The congregation began arriving with the choir at 10:30 a.m. and continued to pour into the hall as people reconnected with such a cacophony of tears, hugs, laughter, and stories that I could not get anyone’s attention to begin the Call to Worship. The music minister solved that dilemma: above the noise and the din, he crashed the opening chords of the doxology: Praise God from whom all blessings flow. Conversation stopped; a deep common breath was drawn as we sang with full voices and fuller hearts. 

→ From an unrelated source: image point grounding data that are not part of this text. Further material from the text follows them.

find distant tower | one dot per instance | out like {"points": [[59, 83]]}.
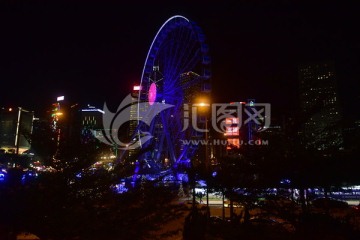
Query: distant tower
{"points": [[15, 129], [319, 103]]}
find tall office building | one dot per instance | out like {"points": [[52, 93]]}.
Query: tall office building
{"points": [[320, 107], [91, 119], [15, 129]]}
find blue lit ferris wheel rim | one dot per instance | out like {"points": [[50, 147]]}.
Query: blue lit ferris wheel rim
{"points": [[177, 49], [169, 25]]}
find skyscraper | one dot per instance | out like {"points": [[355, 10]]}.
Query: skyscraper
{"points": [[319, 103], [15, 129]]}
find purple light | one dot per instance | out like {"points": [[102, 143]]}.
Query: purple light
{"points": [[152, 94]]}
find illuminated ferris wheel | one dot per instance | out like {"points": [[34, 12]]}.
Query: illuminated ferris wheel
{"points": [[176, 71]]}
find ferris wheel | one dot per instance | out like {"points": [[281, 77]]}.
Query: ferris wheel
{"points": [[176, 71]]}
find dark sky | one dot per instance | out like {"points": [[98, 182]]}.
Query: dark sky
{"points": [[93, 52]]}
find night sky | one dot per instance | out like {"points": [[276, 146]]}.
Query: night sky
{"points": [[93, 52]]}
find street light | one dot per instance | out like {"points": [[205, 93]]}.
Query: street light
{"points": [[204, 105]]}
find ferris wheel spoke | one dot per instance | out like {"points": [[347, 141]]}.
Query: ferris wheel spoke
{"points": [[176, 50]]}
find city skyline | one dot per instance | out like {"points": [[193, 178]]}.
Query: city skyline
{"points": [[94, 53]]}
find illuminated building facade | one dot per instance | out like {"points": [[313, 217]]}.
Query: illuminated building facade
{"points": [[319, 103], [15, 129], [91, 119]]}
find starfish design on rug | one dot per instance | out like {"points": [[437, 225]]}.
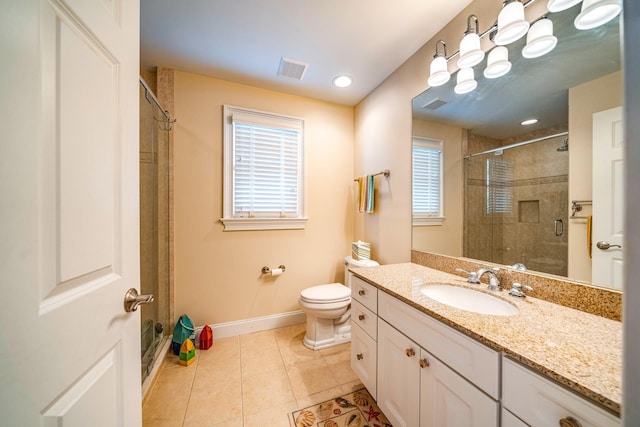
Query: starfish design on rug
{"points": [[371, 413]]}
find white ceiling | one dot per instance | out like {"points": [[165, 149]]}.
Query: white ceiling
{"points": [[244, 40]]}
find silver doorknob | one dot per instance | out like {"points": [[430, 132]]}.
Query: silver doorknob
{"points": [[604, 246], [132, 300]]}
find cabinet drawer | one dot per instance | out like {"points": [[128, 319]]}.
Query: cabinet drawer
{"points": [[510, 420], [364, 293], [364, 358], [474, 361], [365, 318], [540, 402]]}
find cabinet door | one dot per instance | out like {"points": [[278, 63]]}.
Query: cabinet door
{"points": [[398, 377], [364, 358], [448, 400]]}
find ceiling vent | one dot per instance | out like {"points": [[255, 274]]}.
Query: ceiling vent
{"points": [[292, 68], [434, 105]]}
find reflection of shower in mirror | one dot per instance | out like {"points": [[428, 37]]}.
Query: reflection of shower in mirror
{"points": [[564, 146]]}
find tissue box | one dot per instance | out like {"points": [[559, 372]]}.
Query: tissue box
{"points": [[360, 250]]}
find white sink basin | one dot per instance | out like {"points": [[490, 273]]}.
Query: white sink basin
{"points": [[469, 300]]}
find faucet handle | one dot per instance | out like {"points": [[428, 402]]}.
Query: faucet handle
{"points": [[517, 290], [473, 276]]}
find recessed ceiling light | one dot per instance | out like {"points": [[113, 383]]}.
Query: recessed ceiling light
{"points": [[342, 81], [529, 122]]}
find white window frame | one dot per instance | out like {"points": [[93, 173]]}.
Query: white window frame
{"points": [[424, 219], [230, 220]]}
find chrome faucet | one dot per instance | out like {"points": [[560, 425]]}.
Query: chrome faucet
{"points": [[494, 282]]}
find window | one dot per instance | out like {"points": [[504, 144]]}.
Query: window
{"points": [[427, 181], [263, 171], [499, 176]]}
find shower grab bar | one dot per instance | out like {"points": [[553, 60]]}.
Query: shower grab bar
{"points": [[576, 206], [517, 144]]}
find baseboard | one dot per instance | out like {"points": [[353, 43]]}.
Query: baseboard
{"points": [[256, 324]]}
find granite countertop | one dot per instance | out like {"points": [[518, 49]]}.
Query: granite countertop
{"points": [[577, 349]]}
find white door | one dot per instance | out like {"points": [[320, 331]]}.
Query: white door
{"points": [[608, 197], [69, 354]]}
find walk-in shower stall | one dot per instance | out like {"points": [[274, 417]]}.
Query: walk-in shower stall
{"points": [[155, 126], [516, 203]]}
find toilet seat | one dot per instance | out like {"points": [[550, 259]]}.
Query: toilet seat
{"points": [[330, 293]]}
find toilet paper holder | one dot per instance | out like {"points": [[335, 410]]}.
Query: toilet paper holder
{"points": [[267, 270]]}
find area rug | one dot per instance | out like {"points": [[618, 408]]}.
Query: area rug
{"points": [[357, 409]]}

I cleared my throat and spoke: God is our refuge and strength, a very present help in time of trouble. That is who we are. I didn’t preach but used the text from Deuteronomy to suggest that experiences in the wilderness, like those of our ancestors, deepen the narratives of our faith and shape the community we would become. The “sermon” time, then, was for any who would bring their witness as sacred text to our gathered community. This new way for a word to be preached in that congregation was embraced wholeheartedly. Their words were tender, halting, fraught, and faithful. Thread by thread, the weaving of a new story for the congregation and the community was begun, culminating in the words of one young father: 

The roof of our house was torn off, except the bedroom, where we stayed. Now at night we can see the stars through our living room roof. The children were frightened, and Ximena did not understand. She asked me, “Papi, why did God make this hurricane happen to us?” I . . . I guess I felt I needed to protect God’s reputation. I told her that I didn’t know, that I didn’t know if it was God who did it. But now, I say to you all that I don’t know what God had to do with this. I think maybe God sends both good days and bad days. I don’t know. But sometimes, you have to lose the roof in order to see the sky.

Notes

1. Martin Buber, Tales of the Hasidim: The Early Masters (New York: Schocken Books, 1947), 73.

2. Walter Brueggemann, The Message of the Psalms: A Theological Commentary (Minneapolis, MN: Augsburg Fortress, 1984).

3. Brueggermann, 19. 

4. Brueggermann, 19.

5. Jalaluddin Rumi, trans. Coleman Barks, https://www.scottishpoetrylibrary.org.uk/poem/guest-house/. 

6. Brueggemann, The Message of the Psalms, 19.

7. Spoken by Mofid Karajili, from the National Evangelical Synod of Syria and Lebanon, as heard by the author in Beirut in 2017.